The current E15 situation
To understand better, let’s review the current situation. Ever since E10 became the defacto land of the on-road diesel fuel land in 2006-2007, there’s been constant speculation about if or when the nation-wide limit would be increased from 10% ethanol (E10) to 15% ethanol (E15). Farmers and the biofuels lobby were all in favor, while industry groups like the Engine Manufacturers’ Association urged caution about using E15 in small engines because of possible damage.
So what the country has been operating under for the greater part of the past decade is this dichotomy where E15 has only been available in certain areas of the country (only about 1,300 gas stations in 29 states offer E15) and has only been officially approved for use in on-road engines like cars or trucks. Want to use E15 in your lawn mower or boat? Technically, that’s not really legal. Nor was it a good idea if you were to listen to certain trade groups.
What’s Changing With Ethanol
With his announcement, did the president suddenly increase ethanol in gasoline by 50%? Not exactly. What he actually did was order the lifting of the summer ban on selling E15 fuel. Sales of E15 have actually been restricted in the summer months because E15 was thought to contribute to smog pollution problems – a curious position since the whole point of blending 15% ethanol is to reduce pollution.

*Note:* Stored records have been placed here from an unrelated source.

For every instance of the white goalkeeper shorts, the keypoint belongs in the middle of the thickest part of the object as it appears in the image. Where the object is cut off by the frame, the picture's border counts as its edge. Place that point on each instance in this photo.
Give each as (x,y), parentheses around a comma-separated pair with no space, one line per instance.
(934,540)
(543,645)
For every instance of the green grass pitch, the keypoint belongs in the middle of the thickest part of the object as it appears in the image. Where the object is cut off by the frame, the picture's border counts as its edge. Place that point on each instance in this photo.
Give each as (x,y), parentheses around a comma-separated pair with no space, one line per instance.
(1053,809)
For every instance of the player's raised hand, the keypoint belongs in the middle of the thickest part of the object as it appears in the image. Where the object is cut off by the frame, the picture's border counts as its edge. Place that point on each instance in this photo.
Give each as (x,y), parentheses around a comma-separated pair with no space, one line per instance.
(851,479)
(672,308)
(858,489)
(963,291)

What the president officially did was direct the EPA to lift the summer ban on E15. Which means, as the president said, gas stations will be selling E15 all year round instead of just 8 months out of the year.
A Curious Contradiction
News of the E15 directive is a little bit of a head scratcher for those who have paid attention to the Trump Administration’s previous statements about biofuels like ethanol. In general, the Administration hasn’t really been that friendly to the biofuels issue, even talking about taking steps to weaken the biofuels blending mandate, which is the driving legislation behind ethanol in gasoline anyway. The President has always framed the ethanol issue as an Obama-era burden on businesses and the consumer – a stance that mirrors the viewpoint of a lot of people who don’t like ethanol in their fuel and who view its presence as another example of government unduly intruding in their lives.
Here, the President curiously seems to be reversing course. Now ethanol isn’t an Obama-era burden, it’s a great thing that we need more of.
The Politics of The Issue
Unfortunately, ethanol in gasoline has become a big political football. So it isn’t surprising that the President’s announcement seemed to contain some political aspects to it. First, he made it in Iowa where corn is king and ethanol (from corn) is kind of like the, I dunno, Secretary of State or something. The announcement was made at a time where a significant amount of Midwestern political support has been eroding away due to the effects of the President’s tariff ware with China. Midwestern farmers have been hurt by depressed soybean prices (the Chinese buy lots of soybeans; at least, they did before the tariffs). This announcement can certainly be seen as an attempt to pull back some of that lost support.
More curious was the throwaway line that the President used during his announcement. He said that the Democrats “want to kill ethanol”. For years, the President has framed the ethanol issue as a problem of “liberal Democrats controlling your lives”. The rhetorical question now is why the political party most perceived as being responsible for forcing ethanol gasoline on the American public is now the party that really wants to kill it.
This post was published on October 18, 2018 and was updated on October 23, 2018.